I am doubtful about the deterministic nature of translation output you suggested. Please check the outputs of input text I give, and why I say that way.

kurianbenoy commented 6 months ago

Please provide the following basic details to proceed further.

  1. Input text (plain text format)

This article is from a leading news provider in Kerala. PFA article:

https://gist.github.com/kurianbenoy/9b12b76f7aebab3b2c9e684999f8bc05

  1. Translation generated by the model (plain text format)

I once got this output with tokens

unnamed

Yet now I don't get it anymore, which confused me a lot because model is not behaving determenistically.

image

  1. Model that is being used and details about quantization.

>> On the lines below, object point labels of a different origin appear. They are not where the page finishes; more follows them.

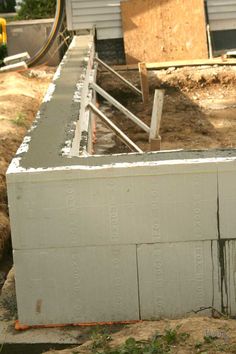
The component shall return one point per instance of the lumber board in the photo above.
(164, 30)
(177, 64)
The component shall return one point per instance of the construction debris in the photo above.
(18, 58)
(14, 67)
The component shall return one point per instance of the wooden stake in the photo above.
(154, 137)
(144, 81)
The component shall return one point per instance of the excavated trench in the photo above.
(199, 110)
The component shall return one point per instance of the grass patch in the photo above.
(159, 344)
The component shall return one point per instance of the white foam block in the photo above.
(177, 278)
(13, 59)
(75, 285)
(119, 206)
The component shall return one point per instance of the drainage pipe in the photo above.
(59, 17)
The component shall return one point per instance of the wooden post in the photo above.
(154, 137)
(119, 106)
(144, 81)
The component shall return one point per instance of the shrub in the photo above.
(34, 9)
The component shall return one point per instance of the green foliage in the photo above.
(7, 6)
(3, 53)
(20, 120)
(35, 9)
(159, 344)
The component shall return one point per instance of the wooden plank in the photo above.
(128, 83)
(124, 138)
(156, 114)
(177, 64)
(164, 30)
(144, 82)
(119, 106)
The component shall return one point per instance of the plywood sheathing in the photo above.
(164, 30)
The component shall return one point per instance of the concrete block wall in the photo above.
(120, 237)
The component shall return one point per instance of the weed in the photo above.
(100, 340)
(198, 345)
(170, 336)
(20, 120)
(209, 339)
(159, 344)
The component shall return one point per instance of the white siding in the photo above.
(104, 14)
(222, 14)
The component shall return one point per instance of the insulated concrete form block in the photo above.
(125, 205)
(76, 285)
(177, 278)
(229, 276)
(227, 199)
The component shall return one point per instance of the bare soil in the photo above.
(194, 335)
(199, 108)
(20, 97)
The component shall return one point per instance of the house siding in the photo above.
(106, 16)
(222, 14)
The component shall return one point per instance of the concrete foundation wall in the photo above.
(121, 237)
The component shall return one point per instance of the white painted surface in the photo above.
(104, 14)
(227, 200)
(74, 285)
(123, 205)
(177, 278)
(222, 14)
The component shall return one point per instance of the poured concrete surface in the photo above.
(178, 278)
(77, 285)
(114, 238)
(121, 206)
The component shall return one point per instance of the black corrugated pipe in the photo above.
(59, 17)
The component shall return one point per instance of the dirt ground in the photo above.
(199, 108)
(185, 336)
(199, 113)
(20, 97)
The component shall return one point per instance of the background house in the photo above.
(106, 16)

I am using the best model ai4bharat/indictrans2-indic-en-1B with no quantization config

indic_en_ckpt_dir = "ai4bharat/indictrans2-indic-en-1B" 
qconfig = None
model = AutoModelForSeq2SeqLM.from_pretrained(
        indic_en_ckpt_dir,
        trust_remote_code=True,
        low_cpu_mem_usage=True,
        quantization_config=qconfig,
        revision="74a49d37c8bfd517d2cc04db8cd1baf8cef1fe7a"
)
jaygala24 commented 6 months ago

Hi @kurianbenoy

I was able to translate the article you shared in this issue correctly when fragmented at the sentence level. I would like to point out that the IndicTrans2 models are trained with sentence-level translation pairs so it is likely that the model may produce unexpected translations when passing the entire paragraph as the input. I have modified the example.py (link) script to also support paragraph-level translations in the latest commit.

Regarding the deterministic nature of the translations: I am able to reproduce the translations with the same article as input for multiple runs. You can refer to the translation in output.txt attached to this reply. I suspect that you are using sampling-based decoding which might possibly lead to non-deterministic outputs.

output.txt

One difference I notice in your model loading is the use of the revision argument. Please try once with removing the following argument.

kurianbenoy commented 6 months ago

Hi @jaygala24, thanks for updating the example.py so it supports paragraph-level translations.

One difference I notice in your model loading is the use of the revision argument. Please try once with removing the following argument.

I can try that as well. Yet I do that for stability, so it is pointed to correct git commit in huggingface folder. If you update the model repository in huggingface, with revision argument it won't be updated. While without revision argument, it takes latest commit from model repository.

I suspect that you are using sampling-based decoding which might possibly lead to non-deterministic outputs.

I was using the same example.py code, when I got <unk> token and when it was corrrectly fixed with the output I shared. The output you shared was exactly the same itself.

I didn't change even 1 line of my code. That's why I suspect something else is leading to non-deterministic output sporadically. Yet strangely, I encountered this two weeks before only and was noticed by another user. Yet later I didn't get the output with unk tokens last week, in my testing. So this bug is a bit strange to reproduce.

jaygala24 commented 5 months ago

Yes, I know that revision points out to the correct git commit in huggingface folder. However, I would like to inform you that we won't be releasing any updates to the IndicTrans2 checkpoints on Huggingface.

I suspect that one of the following reasons might be behind the occurrence of <unk> tokens in the translations:

It looks like the issue has been resolved based on your recent response, so I'll close this issue for now. Feel free to re-open the issues in case of any further queries. Thank you!